PITTSBURGH (February 12, 2019) … According to the American Heart Association, cardiovascular disease (CVD) remains the number one cause of death in the United States.1 Conditions for cardiomyopathy, a heart muscle disease leading to heart failure, are clinically silent until serious complications arise, and current diagnostic tools are unreliable, time consuming, and expensive. Moni K. Datta, assistant professor of bioengineering at the University of Pittsburgh Swanson School of Engineering, received a $300,000 award from the Department of Defense to develop a quicker, simpler, and more reliable diagnostic technology related to cardiomyopathy so that the signs of disease can be spotted and treated earlier.
One method currently applied to cardiovascular disease diagnosis is biochemical marker testing, using only bodily fluids or tissues to search for substances that signal disease or other abnormalities. The goal of this project, “Novel Aptamer-Based Biosensor Platforms for Detection of Cardiomyopathy Conditions,” is to create a tool that more efficiently senses and detects various essential cardiac biomarkers in the bloodstream. This work has previously received funding from the Department of Bioengineering’s Coulter Program as well as the Clinical Translational Science Institute (CTSI) Translational Research Pilot Award.

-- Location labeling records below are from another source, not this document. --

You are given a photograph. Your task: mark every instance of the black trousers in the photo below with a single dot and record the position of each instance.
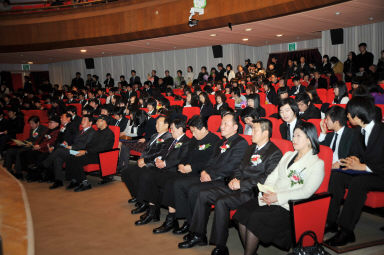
(358, 187)
(55, 162)
(186, 192)
(224, 200)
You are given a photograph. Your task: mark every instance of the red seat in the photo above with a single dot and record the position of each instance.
(108, 159)
(214, 122)
(191, 111)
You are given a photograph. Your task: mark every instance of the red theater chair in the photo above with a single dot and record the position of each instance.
(311, 213)
(107, 159)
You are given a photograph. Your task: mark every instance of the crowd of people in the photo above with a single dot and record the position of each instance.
(188, 173)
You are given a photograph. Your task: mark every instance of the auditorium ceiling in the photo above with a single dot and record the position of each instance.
(295, 27)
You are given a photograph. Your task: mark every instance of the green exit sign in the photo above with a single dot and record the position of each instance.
(292, 46)
(25, 67)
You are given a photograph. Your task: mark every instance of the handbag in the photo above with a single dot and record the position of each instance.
(316, 249)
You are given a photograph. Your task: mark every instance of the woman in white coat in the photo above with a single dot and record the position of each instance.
(298, 175)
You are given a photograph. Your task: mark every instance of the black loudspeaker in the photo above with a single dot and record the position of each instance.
(217, 51)
(337, 36)
(89, 63)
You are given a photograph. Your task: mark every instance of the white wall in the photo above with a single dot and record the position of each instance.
(63, 72)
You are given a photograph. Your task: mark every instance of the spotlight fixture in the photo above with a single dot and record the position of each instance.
(193, 22)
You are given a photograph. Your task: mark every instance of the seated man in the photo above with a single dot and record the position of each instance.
(258, 162)
(306, 109)
(155, 147)
(102, 140)
(367, 160)
(226, 157)
(166, 163)
(288, 111)
(340, 140)
(13, 154)
(201, 148)
(61, 153)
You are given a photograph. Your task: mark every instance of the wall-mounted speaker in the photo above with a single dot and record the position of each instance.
(217, 51)
(337, 36)
(89, 63)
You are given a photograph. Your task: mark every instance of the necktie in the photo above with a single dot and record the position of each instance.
(289, 132)
(334, 143)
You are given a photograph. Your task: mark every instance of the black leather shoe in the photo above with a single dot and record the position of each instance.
(195, 240)
(341, 238)
(169, 224)
(56, 185)
(182, 230)
(141, 208)
(331, 228)
(72, 185)
(220, 251)
(132, 200)
(82, 187)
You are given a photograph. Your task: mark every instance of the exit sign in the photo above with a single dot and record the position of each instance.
(292, 46)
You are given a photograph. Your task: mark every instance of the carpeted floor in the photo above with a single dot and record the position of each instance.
(98, 221)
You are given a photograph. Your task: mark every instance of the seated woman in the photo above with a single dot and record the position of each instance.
(297, 176)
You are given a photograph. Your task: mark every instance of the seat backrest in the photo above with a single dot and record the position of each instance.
(214, 122)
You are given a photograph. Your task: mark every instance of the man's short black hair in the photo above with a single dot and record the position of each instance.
(197, 121)
(179, 124)
(337, 113)
(362, 108)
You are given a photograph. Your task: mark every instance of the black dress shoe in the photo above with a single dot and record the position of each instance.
(195, 240)
(132, 200)
(182, 230)
(341, 238)
(72, 185)
(220, 251)
(82, 187)
(331, 228)
(169, 224)
(141, 208)
(56, 185)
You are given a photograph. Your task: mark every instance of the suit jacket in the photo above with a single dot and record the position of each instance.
(224, 161)
(311, 113)
(250, 174)
(345, 143)
(200, 152)
(373, 154)
(284, 127)
(157, 148)
(174, 156)
(311, 169)
(82, 139)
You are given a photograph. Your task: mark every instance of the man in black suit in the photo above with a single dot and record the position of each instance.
(288, 110)
(148, 190)
(298, 88)
(318, 82)
(109, 81)
(60, 154)
(102, 140)
(306, 109)
(134, 78)
(341, 138)
(156, 146)
(226, 157)
(13, 155)
(258, 162)
(367, 159)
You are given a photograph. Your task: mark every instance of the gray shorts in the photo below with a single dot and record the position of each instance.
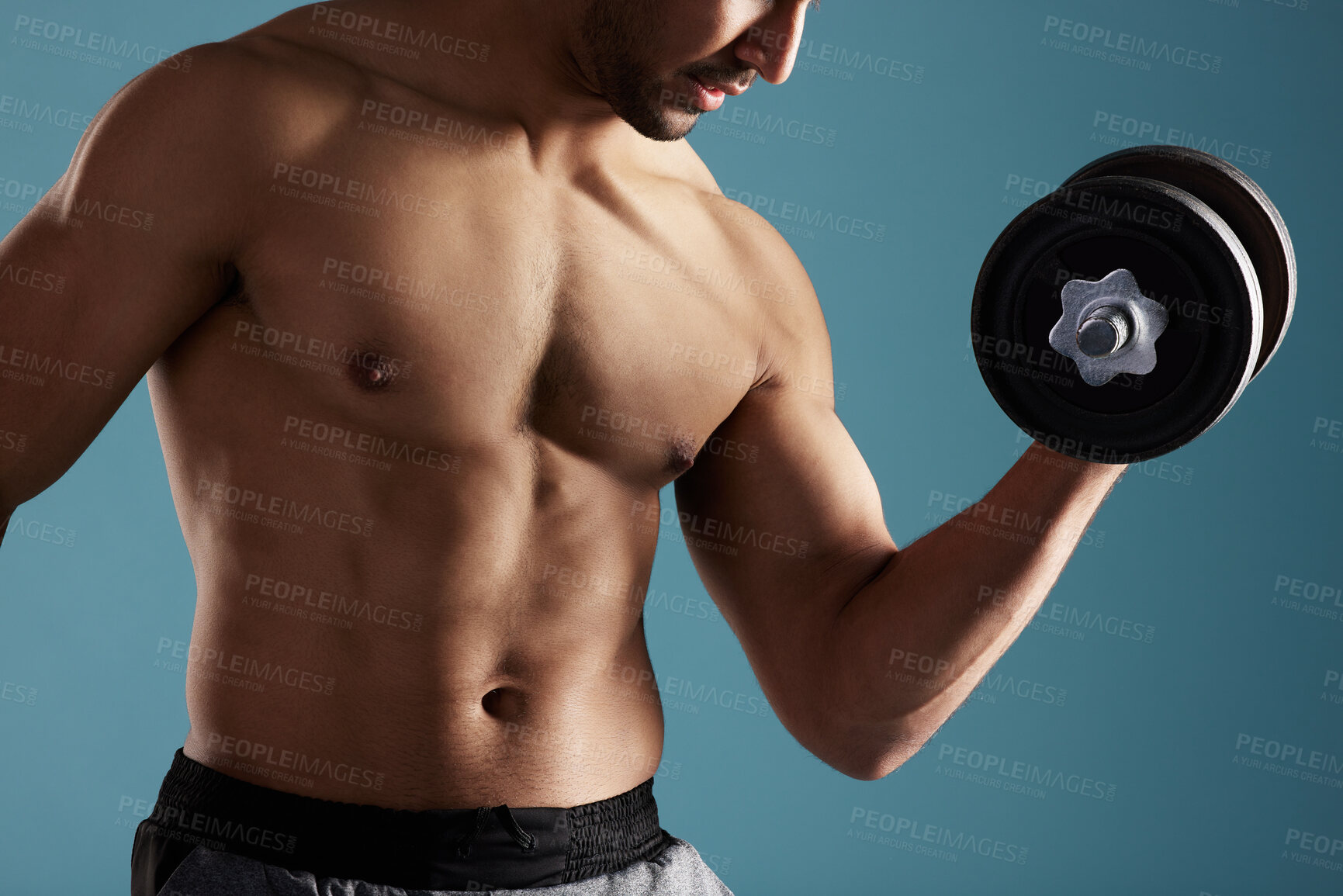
(677, 870)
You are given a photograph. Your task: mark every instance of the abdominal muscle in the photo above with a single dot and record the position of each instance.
(479, 646)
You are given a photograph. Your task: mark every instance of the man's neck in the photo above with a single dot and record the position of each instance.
(531, 75)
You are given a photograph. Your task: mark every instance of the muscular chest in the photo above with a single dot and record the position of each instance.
(472, 310)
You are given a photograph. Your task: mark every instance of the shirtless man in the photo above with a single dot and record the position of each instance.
(387, 265)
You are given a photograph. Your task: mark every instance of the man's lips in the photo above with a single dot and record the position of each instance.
(732, 90)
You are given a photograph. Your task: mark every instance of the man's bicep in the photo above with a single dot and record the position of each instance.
(119, 258)
(782, 519)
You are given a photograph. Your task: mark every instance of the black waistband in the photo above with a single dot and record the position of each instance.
(484, 848)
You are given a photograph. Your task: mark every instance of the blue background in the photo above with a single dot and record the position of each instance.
(1192, 548)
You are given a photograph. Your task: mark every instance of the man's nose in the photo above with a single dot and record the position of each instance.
(771, 43)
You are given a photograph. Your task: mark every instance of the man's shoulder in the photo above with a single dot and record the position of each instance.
(756, 260)
(230, 95)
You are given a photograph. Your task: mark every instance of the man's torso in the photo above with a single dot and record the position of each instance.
(413, 446)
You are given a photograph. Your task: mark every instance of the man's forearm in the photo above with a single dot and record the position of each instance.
(913, 642)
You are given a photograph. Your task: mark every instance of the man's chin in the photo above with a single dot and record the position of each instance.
(669, 124)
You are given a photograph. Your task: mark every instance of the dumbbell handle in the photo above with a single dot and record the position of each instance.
(1104, 332)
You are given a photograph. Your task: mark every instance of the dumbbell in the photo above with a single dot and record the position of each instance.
(1123, 315)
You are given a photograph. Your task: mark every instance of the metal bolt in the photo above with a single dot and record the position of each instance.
(1104, 332)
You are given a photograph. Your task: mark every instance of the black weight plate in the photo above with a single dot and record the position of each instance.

Prashant N. Kumta, Edward R. Weidlein Chair and Distinguished Professor of bioengineering, chemical and petroleum engineering, mechanical engineering and materials science, and professor of oral biology in the School of Dental Medicine, is co-investigator on the project with Robert L. Kormas, Brack G. Hattler Professor of Cardiothoracic Surgery at the University of Pittsburgh Medical Center. Datta said, “Dr. Kumta has extensive experience related to materials functionalization and generation of materials platforms for detection and sensing of biological markers while Dr. Robert Kormas is a renowned cardiologist and an expert in understanding the cardiac biomarkers connected to various cardiovascular diseases.”
The group will develop a portable biosensor specific to the cardiac biomarkers using only a few drops of blood to detect and provide the levels within minutes.
“The design will include a vertical array of metallic wires functionalized with biological sensing agents, namely the aptamer specific to binding the relevant cardiac biomarkers in the blood,” said Datta. “The resulting platform will measure the change in overall resistance due to the binding of the specific cardiac biomarker to the sensing element. The developed biosensors are extremely sensitive to the resistance changes and as a result, will accurately measure the levels of relevant cardiac markers in the blood, thereby serving as an effective measuring device.”
Current biochemical marker assays in hospitals and clinics are benchtop machines that lack portability and require expensive instrumentation and training. Datta’s design will be optimized for precision, reliability, and portability, making biochemical marker testing more accessible in hospitals, emergency room settings, ambulances, and perhaps even at home.
“This device will allow patients and clinicians to screen for and circumvent cardiovascular diseases at early stages, thus reducing the cardiovascular disease risk and eventual healthcare costs,” said Datta. “Development of this biosensor will create a simple, inexpensive, and efficient point-of-contact device. We hope to eventually make this versatile technology useful for detection and monitoring disease conditions outside of cardiovascular disease states.”